US winter wheat conditions increased 2 percent to 52pc good-to-excellent. Spring wheat, recovered 5pts overall and 11pts in North Dakota.  

US wheat inspections are running 16.6pc above last year.  

Global drivers include increased wheat imports by Morocco (+9.4pc YoY), including more from France and Russia, and continued drought pressure across parts of France, Canada, and the BSEA region.  

ABARE increased Australian 2025–26 wheat production to 30.6 million tonnes (up 0.1Mt), although southern regions remain dry.  

Russian wheat exports are forecast at 44.5Mt, sharply lower than last season’s USDA estimate of 55.5Mt. Ukrainian wheat exports are also down nearly 15pc YoY. Rising Russia–Ukraine tensions and stalled peace talks are reintroducing risk to Black Sea wheat flows.

Other grains and oilseeds

Corn markets remain weak, pressured by benign US weather, ample old crop supplies, and aggressive South American offers. CN and CZ both dropped from session highs.  

US corn inspections are 28.5pc above last year, and planting progress reached 93pc. Conditions rose slightly to 69pc.  

Brazilian production was updated to 128.5Mt by AgRural, slightly below prior lofty estimates.  

Moroccan corn imports rose to 2.96Mt, mainly from Brazil and Argentina. Barley imports fell YoY, while durum wheat imports rose.  

Soybeans continued to sag amid export uncertainty and lack of clarity on US biofuel mandates.  

SN and SX declined, as did bean oil and meal, pressuring the July crush margin.  

US soybean inspections are 10.7pc ahead of last year; 84pc of the crop is planted and initial crop ratings came in at 67pc good-to-excellent.  

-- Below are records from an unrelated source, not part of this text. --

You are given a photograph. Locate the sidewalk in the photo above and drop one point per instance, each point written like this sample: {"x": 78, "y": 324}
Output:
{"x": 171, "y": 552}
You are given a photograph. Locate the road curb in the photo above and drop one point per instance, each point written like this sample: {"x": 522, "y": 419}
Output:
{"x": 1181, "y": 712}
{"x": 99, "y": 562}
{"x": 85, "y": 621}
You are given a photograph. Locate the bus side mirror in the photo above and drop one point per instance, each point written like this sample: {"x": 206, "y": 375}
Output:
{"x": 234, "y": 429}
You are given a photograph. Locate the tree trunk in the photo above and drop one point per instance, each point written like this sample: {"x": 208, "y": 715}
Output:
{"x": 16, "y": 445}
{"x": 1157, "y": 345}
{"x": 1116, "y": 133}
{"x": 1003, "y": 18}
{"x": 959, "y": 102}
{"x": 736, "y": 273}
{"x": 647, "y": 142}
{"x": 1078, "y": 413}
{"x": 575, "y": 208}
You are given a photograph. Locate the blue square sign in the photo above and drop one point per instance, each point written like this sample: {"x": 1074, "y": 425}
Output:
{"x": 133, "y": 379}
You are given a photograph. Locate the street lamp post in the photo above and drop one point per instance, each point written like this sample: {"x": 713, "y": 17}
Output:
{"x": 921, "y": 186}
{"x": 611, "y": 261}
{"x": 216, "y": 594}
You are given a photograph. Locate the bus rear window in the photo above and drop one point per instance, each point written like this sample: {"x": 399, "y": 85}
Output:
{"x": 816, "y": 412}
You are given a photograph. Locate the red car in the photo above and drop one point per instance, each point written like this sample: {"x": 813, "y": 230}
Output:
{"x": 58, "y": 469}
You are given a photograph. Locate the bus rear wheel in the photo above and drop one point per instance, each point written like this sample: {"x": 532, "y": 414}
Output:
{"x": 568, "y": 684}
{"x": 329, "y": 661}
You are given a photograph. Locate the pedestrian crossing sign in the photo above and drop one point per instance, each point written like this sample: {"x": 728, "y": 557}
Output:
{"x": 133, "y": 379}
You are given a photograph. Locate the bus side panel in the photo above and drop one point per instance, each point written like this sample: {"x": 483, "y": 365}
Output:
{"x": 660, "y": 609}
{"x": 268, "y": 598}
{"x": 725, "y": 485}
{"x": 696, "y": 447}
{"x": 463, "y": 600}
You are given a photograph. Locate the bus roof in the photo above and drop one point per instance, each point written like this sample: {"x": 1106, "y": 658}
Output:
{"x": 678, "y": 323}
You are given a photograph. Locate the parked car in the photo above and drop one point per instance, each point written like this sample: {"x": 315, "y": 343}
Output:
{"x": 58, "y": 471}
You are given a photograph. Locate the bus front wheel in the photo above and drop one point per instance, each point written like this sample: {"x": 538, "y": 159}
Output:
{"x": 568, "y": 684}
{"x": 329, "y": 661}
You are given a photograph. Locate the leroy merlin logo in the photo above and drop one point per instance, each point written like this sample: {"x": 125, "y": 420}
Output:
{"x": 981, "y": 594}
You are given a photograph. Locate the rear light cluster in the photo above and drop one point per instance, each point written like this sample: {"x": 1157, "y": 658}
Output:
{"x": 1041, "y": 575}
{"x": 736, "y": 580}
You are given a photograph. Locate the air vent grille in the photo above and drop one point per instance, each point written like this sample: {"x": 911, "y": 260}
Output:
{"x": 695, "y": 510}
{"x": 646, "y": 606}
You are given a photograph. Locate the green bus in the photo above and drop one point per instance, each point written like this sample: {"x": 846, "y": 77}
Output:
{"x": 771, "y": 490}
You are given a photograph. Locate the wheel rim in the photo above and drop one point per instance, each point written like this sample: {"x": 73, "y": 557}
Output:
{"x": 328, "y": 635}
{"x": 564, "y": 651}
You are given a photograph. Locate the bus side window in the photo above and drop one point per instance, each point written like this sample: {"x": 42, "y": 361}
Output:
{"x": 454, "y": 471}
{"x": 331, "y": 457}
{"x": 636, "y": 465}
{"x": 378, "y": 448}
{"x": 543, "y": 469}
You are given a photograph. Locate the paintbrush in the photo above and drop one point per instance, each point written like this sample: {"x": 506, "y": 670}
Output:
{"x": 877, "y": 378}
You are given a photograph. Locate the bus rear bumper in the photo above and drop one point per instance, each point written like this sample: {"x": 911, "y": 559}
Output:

US soybean crush in April came in at 202.4 million bushels, roughly in line with estimates.  

Meanwhile, overseas soybean sales from the next US crop are running 79pc below the five-year average, while corn sales are 36pc lower.

Macro

Geopolitical and trade tensions continue to dominate the macro narrative. Russia–Ukraine talks in Istanbul yielded no progress, and escalated military activity threatens Black Sea export routes.  

Trump announced a doubling of US steel tariffs to 50pc, provoking EU retaliation threats and adding pressure ahead of further US–EU and US–Japan trade talks. US–China tensions are also rising, with disagreements over chip access and critical minerals.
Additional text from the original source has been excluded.